And I'm not saying it isn't, but isn't, shouldn't that be going to like a foundation that's trying to help get people clean water?

Or like there are just so many things out there that are bigger issues in my mind than, you know, hey, I'm really happy Shaq got his degree in perseverance,

but I need more.

So this is where I should jump in to say that Philip Anschutz's company, the Anschutz Corporation, did decline our request here at Pablo Torre, I find out, for an interview with the 45th richest man in the world himself.

And that the executive director of the Anschutz Foundation also didn't respond to messages that we left at a phone number and also an email address that were provided by the Anschutz Corporation.

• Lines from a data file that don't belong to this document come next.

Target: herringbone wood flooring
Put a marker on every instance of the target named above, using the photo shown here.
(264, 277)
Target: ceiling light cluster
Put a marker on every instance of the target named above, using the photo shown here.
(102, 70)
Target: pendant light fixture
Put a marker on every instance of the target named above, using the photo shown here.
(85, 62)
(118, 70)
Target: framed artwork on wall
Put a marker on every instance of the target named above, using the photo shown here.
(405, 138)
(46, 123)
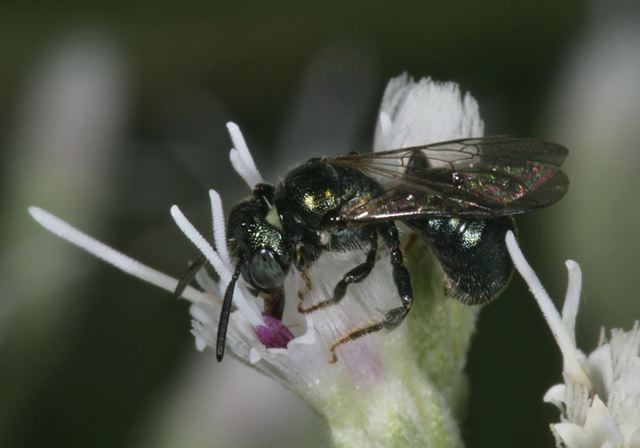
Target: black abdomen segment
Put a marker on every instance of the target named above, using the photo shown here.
(473, 254)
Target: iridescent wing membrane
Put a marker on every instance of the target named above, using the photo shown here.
(484, 177)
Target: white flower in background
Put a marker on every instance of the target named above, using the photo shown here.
(404, 387)
(600, 398)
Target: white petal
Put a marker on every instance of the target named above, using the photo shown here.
(556, 396)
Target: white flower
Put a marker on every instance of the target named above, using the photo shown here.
(391, 388)
(600, 397)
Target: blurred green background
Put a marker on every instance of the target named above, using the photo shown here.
(110, 113)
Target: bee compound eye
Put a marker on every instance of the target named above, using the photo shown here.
(324, 237)
(266, 272)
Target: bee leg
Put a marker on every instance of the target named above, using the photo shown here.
(402, 280)
(355, 275)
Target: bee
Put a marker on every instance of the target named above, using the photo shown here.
(460, 196)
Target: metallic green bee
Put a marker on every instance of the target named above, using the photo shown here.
(459, 195)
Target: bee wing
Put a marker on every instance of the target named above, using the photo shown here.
(484, 177)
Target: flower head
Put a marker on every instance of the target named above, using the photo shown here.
(404, 387)
(599, 399)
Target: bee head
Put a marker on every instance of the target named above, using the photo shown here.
(257, 240)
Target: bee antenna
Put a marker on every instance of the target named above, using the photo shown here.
(225, 312)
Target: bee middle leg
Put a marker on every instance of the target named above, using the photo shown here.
(355, 275)
(402, 280)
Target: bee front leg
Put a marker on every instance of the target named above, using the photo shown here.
(402, 280)
(355, 275)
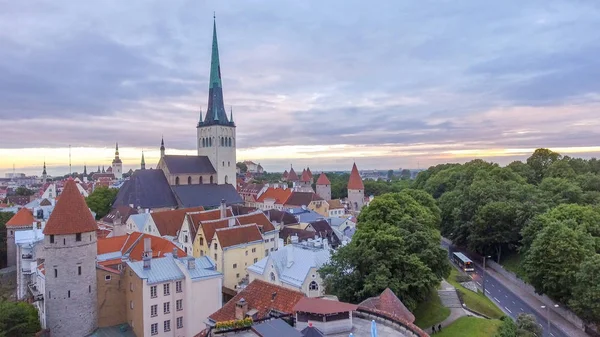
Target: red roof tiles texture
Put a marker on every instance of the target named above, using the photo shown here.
(355, 181)
(21, 219)
(263, 297)
(71, 214)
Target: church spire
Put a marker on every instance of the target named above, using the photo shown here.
(215, 112)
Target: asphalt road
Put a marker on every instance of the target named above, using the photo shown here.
(506, 300)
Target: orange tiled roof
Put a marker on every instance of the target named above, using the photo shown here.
(279, 194)
(169, 222)
(23, 218)
(323, 180)
(355, 181)
(263, 297)
(237, 235)
(71, 214)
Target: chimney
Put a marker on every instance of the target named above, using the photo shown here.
(192, 264)
(223, 209)
(147, 255)
(241, 309)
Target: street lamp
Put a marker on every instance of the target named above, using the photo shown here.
(483, 273)
(548, 315)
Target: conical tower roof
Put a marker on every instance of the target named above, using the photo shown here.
(355, 181)
(71, 214)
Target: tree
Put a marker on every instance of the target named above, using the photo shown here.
(18, 319)
(242, 166)
(556, 251)
(586, 290)
(101, 200)
(540, 161)
(22, 190)
(396, 245)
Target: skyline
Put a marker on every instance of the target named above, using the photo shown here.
(390, 86)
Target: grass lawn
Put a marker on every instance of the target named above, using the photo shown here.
(470, 327)
(476, 302)
(512, 263)
(431, 311)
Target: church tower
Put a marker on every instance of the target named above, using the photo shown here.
(117, 164)
(216, 132)
(70, 249)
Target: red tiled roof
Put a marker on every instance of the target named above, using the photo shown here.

Also, for the record, neither the Foundation for a Better Life nor its president, the guy who runs the nonprofit behind all of those pass-it-on ads for sportsmanship and love and learning and so forth, responded to our multiple requests for comment, which also included a detailed list of our questions.

But what we found out, thanks to the years of tax returns that Zach Schwartz had pulled, is that these organizations are all, in fact, intertwined and saving seven figures via tax deductions in the process.

In 2021, for instance, the Anschutz Foundation gave a $2.4 million grant for general operating support to the Foundation for a Better Life, whose tax returns that same year listed nearly $2 million in production costs for TV commercials and billboards and other ads under the heading of direct charitable activities.

And even more specifically, the promotion of quote, quality values for all individuals regardless of their race or religion.

It's a line which may now sound familiar.

These are universal values that transcends

race and religion and politics and all of which is to say that the other thing being passed on here beyond these values is tax benefits because yes also the networks and the billboard companies that broadcast these ads they also get to deduct the quote fair market value of that ad slot from their taxes

But what all of this paperwork and uncovering all of this accounting really did for us was something even more important for the purposes of this episode.

Remember, months earlier, Zach had started this whole quest by calling up an ultimately unhelpful secretary.

And now he had these documents, documents with all of these details that wound up pushing Zach in what felt like a new direction in his search for the whole reason he was here in the first place.

Alex.

So I've got their tax returns in front of me and it's their production company names on some of these tax returns that they've filed and my process was take the name on the tax return put it into linkedin take the name on the tax return put it into instagram and in doing that i found two former employees and just dm'd both of them and was like hey guys very odd question here but i'm trying to find this person can you help me and

One of them got back to me and said, I'd love to help.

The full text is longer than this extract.